Subject: File No. SR-FINRA-2010-053
From: Frederick W Rosenberg, JD

December 3, 2010

Thirty years ago, arbitrations lasted a day and expert testimony was rare. Ajudication issues were simpler and an Industry Arbitrator was expected to add expertise to the panel that would not otherwise come to their attention f rom the claimant.

But today, arbitrations often last a week or more with multiple witnesses, dueling experts, and protracted examinations. Furthermore the panoply of financial products, advisers, fee accounts, has exploded with the growth of 401K and self directed retirement programs.

Today Arbitrations resemble court hearings with complete discovery, standard objections, motions and procedures. Evidence burdens cannot be inferred and claimants are often put to procedural tests as well as evidentiary ones. e.g. Claimants are often put to the test of disproving financial projections and representations, often at great cost.
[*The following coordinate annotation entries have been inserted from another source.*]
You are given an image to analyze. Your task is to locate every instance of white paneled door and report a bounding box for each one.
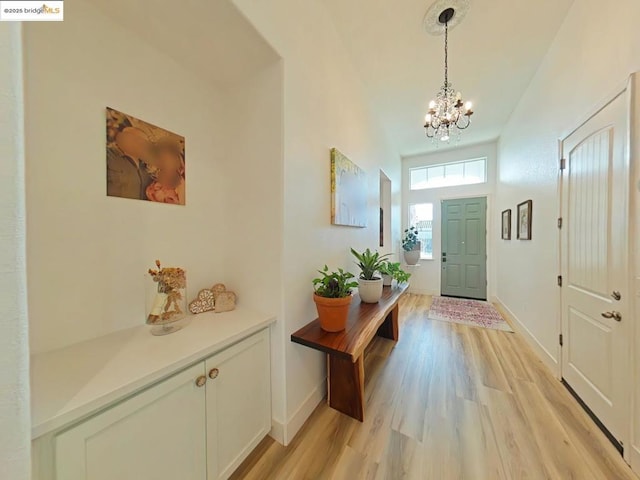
[561,88,631,452]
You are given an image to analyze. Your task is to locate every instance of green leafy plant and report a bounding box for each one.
[380,262,411,283]
[402,227,418,252]
[313,265,358,298]
[351,248,389,280]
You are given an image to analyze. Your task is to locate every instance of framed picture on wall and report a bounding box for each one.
[331,148,367,228]
[502,208,511,240]
[518,200,533,240]
[106,107,186,205]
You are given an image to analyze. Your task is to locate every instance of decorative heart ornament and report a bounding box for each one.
[189,288,215,314]
[211,283,237,313]
[216,292,236,313]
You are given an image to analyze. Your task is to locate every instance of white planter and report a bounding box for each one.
[358,278,382,303]
[404,249,420,265]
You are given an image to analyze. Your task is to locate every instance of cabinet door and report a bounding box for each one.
[205,329,271,480]
[55,363,206,480]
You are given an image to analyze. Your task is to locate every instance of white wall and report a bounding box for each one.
[496,0,640,470]
[234,0,400,442]
[397,140,500,298]
[25,2,226,353]
[0,23,31,480]
[220,62,285,439]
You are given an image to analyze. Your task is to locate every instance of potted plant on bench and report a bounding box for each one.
[380,262,411,287]
[402,227,422,265]
[313,265,358,332]
[351,248,389,303]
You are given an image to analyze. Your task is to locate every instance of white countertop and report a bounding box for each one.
[31,307,275,439]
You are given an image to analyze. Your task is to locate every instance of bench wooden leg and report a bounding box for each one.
[378,303,399,342]
[327,355,364,422]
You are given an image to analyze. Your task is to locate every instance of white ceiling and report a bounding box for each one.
[84,0,278,85]
[320,0,573,156]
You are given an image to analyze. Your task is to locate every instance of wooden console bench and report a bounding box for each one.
[291,285,407,422]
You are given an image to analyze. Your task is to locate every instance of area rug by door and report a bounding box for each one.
[428,297,513,332]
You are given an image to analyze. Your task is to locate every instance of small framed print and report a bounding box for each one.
[502,209,511,240]
[518,200,533,240]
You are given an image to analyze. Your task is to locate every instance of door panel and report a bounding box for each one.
[561,90,630,441]
[205,329,271,480]
[440,197,487,300]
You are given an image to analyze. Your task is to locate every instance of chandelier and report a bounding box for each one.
[424,8,473,142]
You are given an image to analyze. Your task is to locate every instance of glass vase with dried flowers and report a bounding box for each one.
[147,260,187,335]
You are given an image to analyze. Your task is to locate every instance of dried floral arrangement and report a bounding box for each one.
[147,260,187,324]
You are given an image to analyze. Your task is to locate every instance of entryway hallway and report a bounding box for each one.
[232,295,635,480]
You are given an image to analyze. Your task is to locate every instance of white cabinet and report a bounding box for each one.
[205,331,271,480]
[54,364,206,480]
[53,329,271,480]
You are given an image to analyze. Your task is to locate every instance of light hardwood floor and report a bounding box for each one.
[232,295,637,480]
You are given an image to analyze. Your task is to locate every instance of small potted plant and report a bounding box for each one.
[380,262,411,287]
[351,248,389,303]
[313,265,358,332]
[402,227,421,265]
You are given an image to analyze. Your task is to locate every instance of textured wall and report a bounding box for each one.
[0,23,31,480]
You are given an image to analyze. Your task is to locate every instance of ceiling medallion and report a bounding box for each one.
[424,0,473,143]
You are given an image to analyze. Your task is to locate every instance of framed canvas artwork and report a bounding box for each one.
[331,148,367,227]
[502,208,511,240]
[518,200,533,240]
[106,107,186,205]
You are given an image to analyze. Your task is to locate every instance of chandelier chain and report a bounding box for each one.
[444,22,449,88]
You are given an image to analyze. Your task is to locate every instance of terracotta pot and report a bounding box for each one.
[313,293,352,332]
[358,278,382,303]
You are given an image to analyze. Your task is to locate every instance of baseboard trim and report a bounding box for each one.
[492,296,560,379]
[407,285,440,296]
[274,379,327,447]
[269,418,284,445]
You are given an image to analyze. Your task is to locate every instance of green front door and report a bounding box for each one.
[440,197,487,300]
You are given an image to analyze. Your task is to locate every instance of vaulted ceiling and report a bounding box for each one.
[321,0,573,156]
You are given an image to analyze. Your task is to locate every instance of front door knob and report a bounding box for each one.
[601,310,622,322]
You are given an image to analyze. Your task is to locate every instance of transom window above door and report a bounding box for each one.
[409,158,487,190]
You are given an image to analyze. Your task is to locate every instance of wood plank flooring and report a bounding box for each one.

The last person who should rule on the evidence is a representative of the very industry whose foundation is built on the very representations at issue. Even more ironic, when there is an issue that industry expertise would be welcomed, there is no methods to even select an industry arbitrator with any relevant expertise.

Arbitration has grown beyond the days when the Industry panelist brought expertise to a short hearing often heard without experts. The time for the evidence to be heard by a fully neutral panel is essential. Make the rule permanent.